Under the current system, 76 per cent of the city’s cabs are owned by individuals or companies who hold multiple licences – in some cases, hundreds of them. Those owners then lease or rent out their cars through agents to drivers. The new licences, called the “Toronto Taxicab Licence” (TTL) – which all drivers will need by 2024 – is meant to eliminate the layer of middle-men.

The TTL also addresses a perceived injustice over the city’s two-tiered licence system. Currently, the city has two types of cab licences: non-transferable, owner-operated “ambassador” ones, and “standard” ones worth up to $350,000 on resale. For years, “ambassador” drivers had complained about not being able to sell or even rent out their cars for a second shift – even in cases of emergencies or serious illness.
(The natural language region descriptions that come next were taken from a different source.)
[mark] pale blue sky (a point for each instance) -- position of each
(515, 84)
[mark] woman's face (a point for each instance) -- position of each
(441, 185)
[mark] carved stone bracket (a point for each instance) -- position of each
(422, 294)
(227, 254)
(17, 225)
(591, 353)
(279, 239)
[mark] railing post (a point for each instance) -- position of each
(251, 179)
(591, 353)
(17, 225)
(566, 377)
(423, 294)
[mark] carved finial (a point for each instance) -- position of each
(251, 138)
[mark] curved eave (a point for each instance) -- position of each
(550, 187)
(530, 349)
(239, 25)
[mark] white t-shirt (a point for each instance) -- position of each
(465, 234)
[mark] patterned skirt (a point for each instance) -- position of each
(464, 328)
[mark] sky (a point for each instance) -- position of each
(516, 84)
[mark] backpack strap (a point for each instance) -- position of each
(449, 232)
“We are trying to make sure that people have decent employment and are not slaves to [unseen] people,” said Councillor Pam McConnell in a speech in support of the new TTL.
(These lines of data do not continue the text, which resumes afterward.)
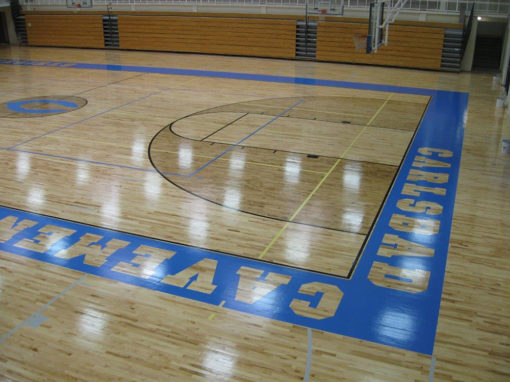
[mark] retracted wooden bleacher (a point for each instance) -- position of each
(411, 44)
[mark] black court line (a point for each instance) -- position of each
(221, 128)
(370, 230)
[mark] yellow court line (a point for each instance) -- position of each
(211, 316)
(280, 232)
(309, 109)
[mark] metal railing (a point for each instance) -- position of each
(482, 7)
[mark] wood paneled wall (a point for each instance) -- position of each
(219, 35)
(408, 46)
(411, 44)
(82, 31)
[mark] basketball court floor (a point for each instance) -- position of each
(178, 217)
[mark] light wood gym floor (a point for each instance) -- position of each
(302, 192)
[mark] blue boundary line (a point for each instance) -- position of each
(371, 309)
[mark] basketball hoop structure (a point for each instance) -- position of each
(382, 14)
(360, 41)
(78, 4)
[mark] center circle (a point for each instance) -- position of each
(40, 106)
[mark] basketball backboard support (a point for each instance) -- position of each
(327, 7)
(79, 3)
(382, 14)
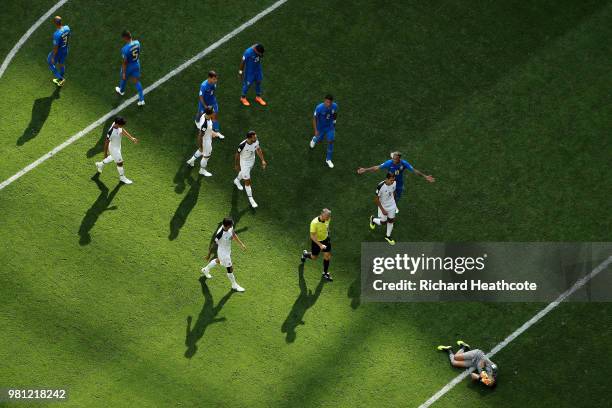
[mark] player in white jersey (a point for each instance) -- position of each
(244, 162)
(385, 201)
(223, 238)
(112, 148)
(205, 137)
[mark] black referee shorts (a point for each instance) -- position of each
(315, 248)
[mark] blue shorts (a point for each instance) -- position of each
(60, 57)
(399, 189)
(328, 134)
(251, 77)
(214, 105)
(132, 71)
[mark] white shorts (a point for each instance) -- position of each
(115, 153)
(245, 170)
(225, 258)
(390, 214)
(207, 146)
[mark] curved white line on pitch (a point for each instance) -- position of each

Councillor Denzil Minnan-Wong said the TTL will make for a better taxi experience for both drivers and passengers. “If you have an owner-operator behind the wheel, he’s going to take pride in his car,” he said. “We’re looking at putting more money in the driver’s pocket, and if they have more money in their pocket, they’re going to be committed to the industry.”

The changes, effective July 1, also stipulate that cabs must be wheelchair-accessible to obtain a new licence.

Hundreds of cab drivers gathered in the council chamber to watch the debate. Drivers in green T-shirts – many of them holders of the “ambassador” licences created in 1999 – greeted the news with loud applause.

Hubert Leach, a 78-year-old ambassador driver since 1999, said that, with the new TTL, he will be able to sell his plate and have something to retire on. If not for the rule change, he said, “my plate would be reverted to the city and I would have to look for something else to do. I would get nothing.”

Drivers in orange T-shirts, meanwhile – many of them holders of “standard” licences – expressed fears the value of their licences will be diluted once the more than 1,300 ambassador drivers obtain transferable licences.

“Everyone deserves what they bought,” said Paul Singh, who owns multiple “standard” plates he rents out to shift drivers. Under the new system, he will have to sell off plates for the cars he does not drive himself. “It will hurt the business, definitely.”